I think you are only trying to classify a fledgling post-Marxist doctrine within a leftist vernacular. Anarchists in themselves, between Stirner and Bakunin, are QUITE definite about their agendas! A lot of conflation arose from the erroneous Freudian translation of the term 'egotist' and the more nuanced meaning of individual self-determinism described by Stirner. Sovereignty he explained as the will to be one's own president and pope.
Stirner is simple and unoriginal, there were many a Ranter and Leveller who preceded him in espousing the individual's inherent godliness and going to war over it 300 yrs before the Spanish episode.

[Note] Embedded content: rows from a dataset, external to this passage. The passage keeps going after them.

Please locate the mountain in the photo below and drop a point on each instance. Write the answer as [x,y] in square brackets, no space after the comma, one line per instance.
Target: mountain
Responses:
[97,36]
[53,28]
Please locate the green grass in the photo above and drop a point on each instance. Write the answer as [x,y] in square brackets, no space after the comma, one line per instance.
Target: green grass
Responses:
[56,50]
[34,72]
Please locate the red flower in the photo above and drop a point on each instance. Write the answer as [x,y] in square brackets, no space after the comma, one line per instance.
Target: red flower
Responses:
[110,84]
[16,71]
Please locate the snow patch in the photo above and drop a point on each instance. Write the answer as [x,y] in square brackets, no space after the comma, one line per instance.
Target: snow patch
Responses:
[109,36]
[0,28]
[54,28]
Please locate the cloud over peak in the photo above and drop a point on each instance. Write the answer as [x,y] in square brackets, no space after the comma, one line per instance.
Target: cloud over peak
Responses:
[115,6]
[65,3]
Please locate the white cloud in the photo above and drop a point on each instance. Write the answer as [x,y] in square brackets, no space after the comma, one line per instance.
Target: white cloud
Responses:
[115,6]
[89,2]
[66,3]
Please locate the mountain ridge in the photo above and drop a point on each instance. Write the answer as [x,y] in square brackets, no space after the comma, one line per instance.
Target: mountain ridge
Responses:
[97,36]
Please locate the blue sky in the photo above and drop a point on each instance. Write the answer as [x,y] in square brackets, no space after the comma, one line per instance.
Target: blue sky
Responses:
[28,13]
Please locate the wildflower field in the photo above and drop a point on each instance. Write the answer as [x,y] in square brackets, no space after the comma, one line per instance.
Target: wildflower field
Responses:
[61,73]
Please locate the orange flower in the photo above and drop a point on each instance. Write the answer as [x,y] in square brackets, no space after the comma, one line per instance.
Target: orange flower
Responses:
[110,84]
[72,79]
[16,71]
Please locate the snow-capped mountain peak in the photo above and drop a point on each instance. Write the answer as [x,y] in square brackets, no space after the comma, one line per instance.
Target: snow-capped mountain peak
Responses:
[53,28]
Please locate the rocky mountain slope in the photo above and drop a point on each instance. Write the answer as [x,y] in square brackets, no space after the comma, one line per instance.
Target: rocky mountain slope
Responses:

How evolutionary would society be if it was left alone to ponder its future without any apocalyptic prophecies? It would stagnate and die because the very angst that these ideas create empower the will to seek natural justice. Thus, Anarchism,has existed for millennia under different psychic perspectives!,,
Initially the doctrine of Anarchism creates the overwhelming desire to escape and dissolve social regulation in the form of democratic nationalist forms, and in its latter form, as Individualist-Anarchism, it drops out of the the established grid in disgust. These type of anarchists are purists, yet quitters, a paradox possibly, hmmm?. Etched into every individual follower's veins is the need to live unfettered apolitical lives. THE CONTEMPLATION OF IRRELEVANT POLITICAL CONTROL IS AN ABOMINATION TO THEIR VERY SOULS!!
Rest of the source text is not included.